ねえ、夜はこれから





 じっとりと汗ばむ夏の夜。それでも夜半にはいくらか気温も下がり、ゆるく風が吹けば涼しさも感じる。団扇や扇子で扇ぐのもいいが、汗ばんだ肌に夜風があたり、汗が引くのと共に身体の熱が逃げていくのも悪くない。
 そんな、夜の小さな楽しみに気付いたのは屯所を不動堂村へ移して最初の夏だった。
 澄んだ夏の夜空には今夜も大きな月が昇っている。夜目が利かない者でも安心して出歩けるような月の明るさの話題にも花は咲き、障子ごしに月明かりを受ける小さく灯りのない部屋で、今宵も相馬は少女の笑顔を見つめている。
 相馬の先輩にあたる雪村千鶴――新選組で唯一の女性である彼女は、公私ともに相馬の良き理解者であり、敬愛する女性だ。実年齢よりも幼く見える色白の面立ちに、下ろした長い黒髪がちらちらと影を作っている。誠実で芯のあるしっかりとした女性ではあるが、まだ少女が背伸びをしたような、境界立つ危うさがあった。不意に幼い童のような愛らしい仕草もすれば、息を呑むほど美しい艶やかさを感じることもある。
 相馬がもう少し風流の分かる者であれば、彼女のそんな様を朝露に濡れる花蕾とでも表せただろうか。慈しんで見守りたい愛らしさと、他の者に見つからぬうちにこの手で摘み取ってしまいたいと惑わせる妖しさ。まるで毒のようだ。色恋が人を盲目にさせるのは、この毒にあてられたせいか。

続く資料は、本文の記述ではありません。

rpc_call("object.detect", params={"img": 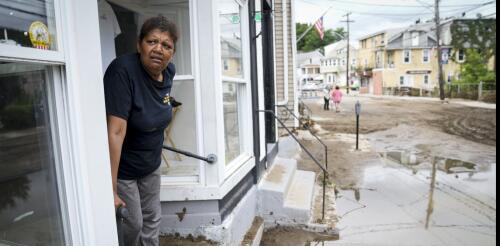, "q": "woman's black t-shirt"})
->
[104,54,175,180]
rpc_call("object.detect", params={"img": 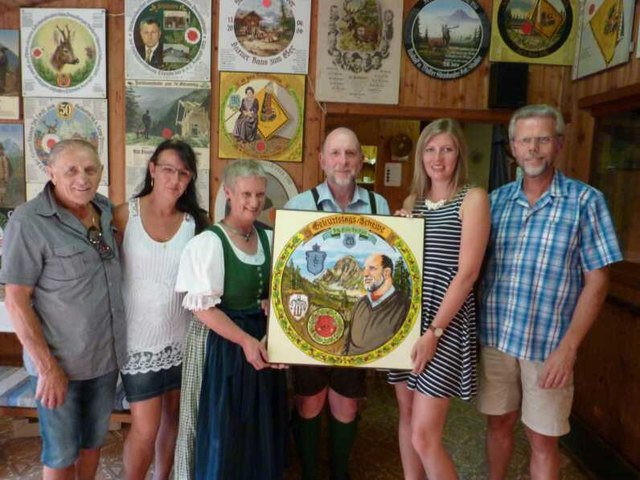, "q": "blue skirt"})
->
[195,310,288,480]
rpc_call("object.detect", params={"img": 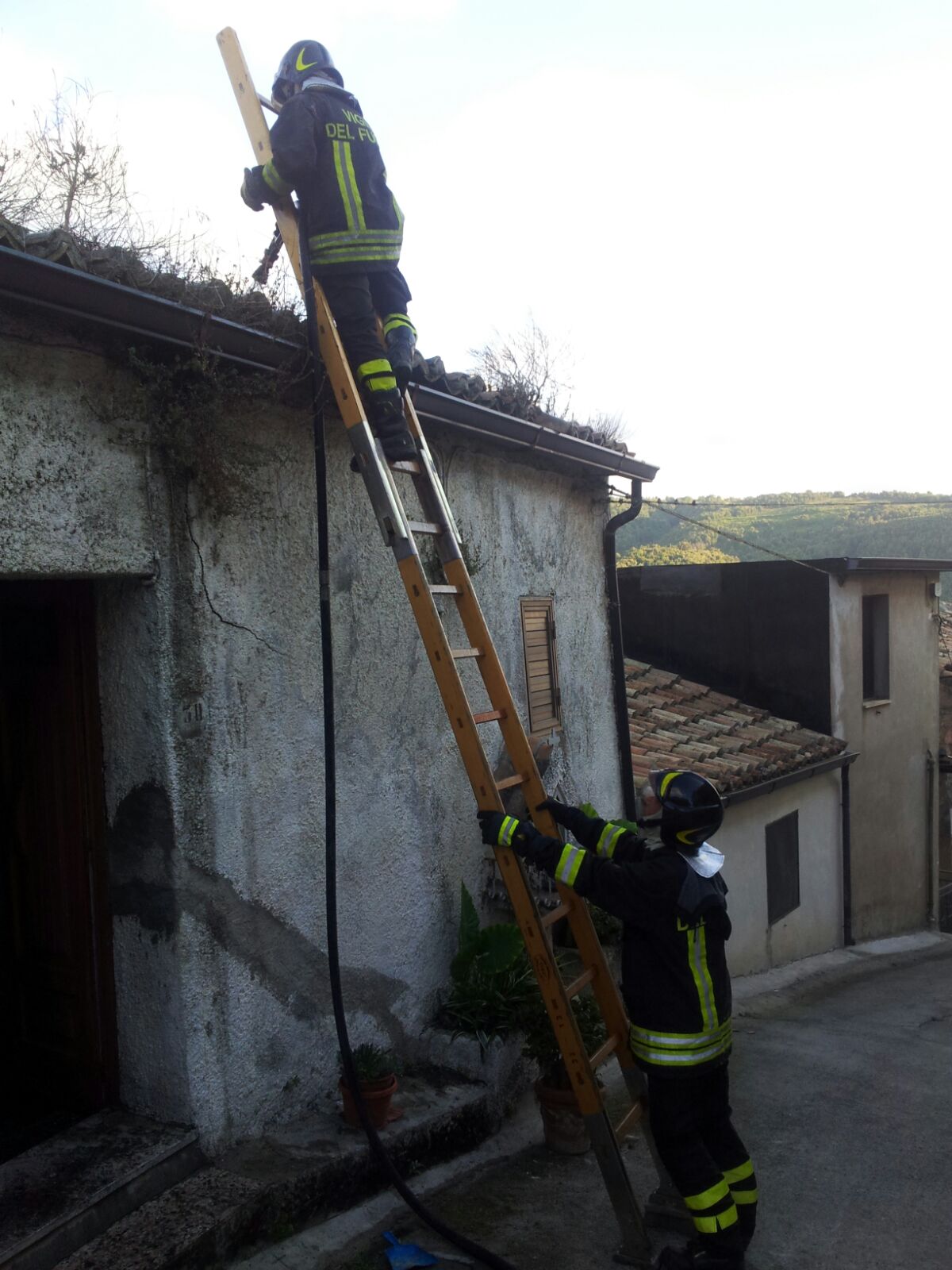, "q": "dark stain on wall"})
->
[109,783,406,1044]
[109,783,180,940]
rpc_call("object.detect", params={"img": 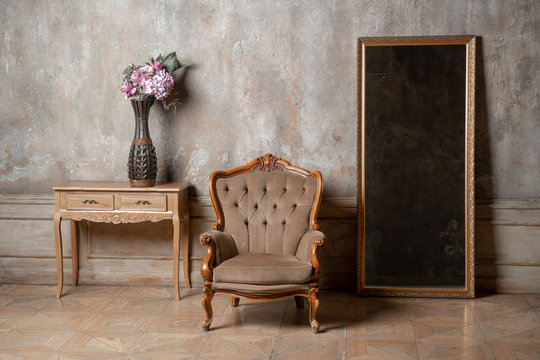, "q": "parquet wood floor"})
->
[0,285,540,360]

 薄暗がりの中で、相馬の手は千鶴のほっそりとした指先を捉えている。互いのぬくもりを分け合うように、このささやかな繋がりは夜毎繰り返される。何度触れても、指先から感じる痺れるような心地には慣れることがない。慣れないのに、脳髄まで蕩けるような心地だった。呼吸の仕方さえ忘れるほどの強い酩酊状態の中、相馬は千鶴と他愛ない言葉を交わす。味わっている感覚とはまるで掛け離れた、穏やかで、ささやかで、おそろしく清らかな日常の話が続く。
 己の唇が勝手に話を紡ぐのを聞きながら、相馬はただ、じっと千鶴を見つめ続ける。千鶴の大きな瞳もまた、間近で相馬を見つめている。千鶴がそうであるように、彼女の部屋もまた、危うい境界の上にあった。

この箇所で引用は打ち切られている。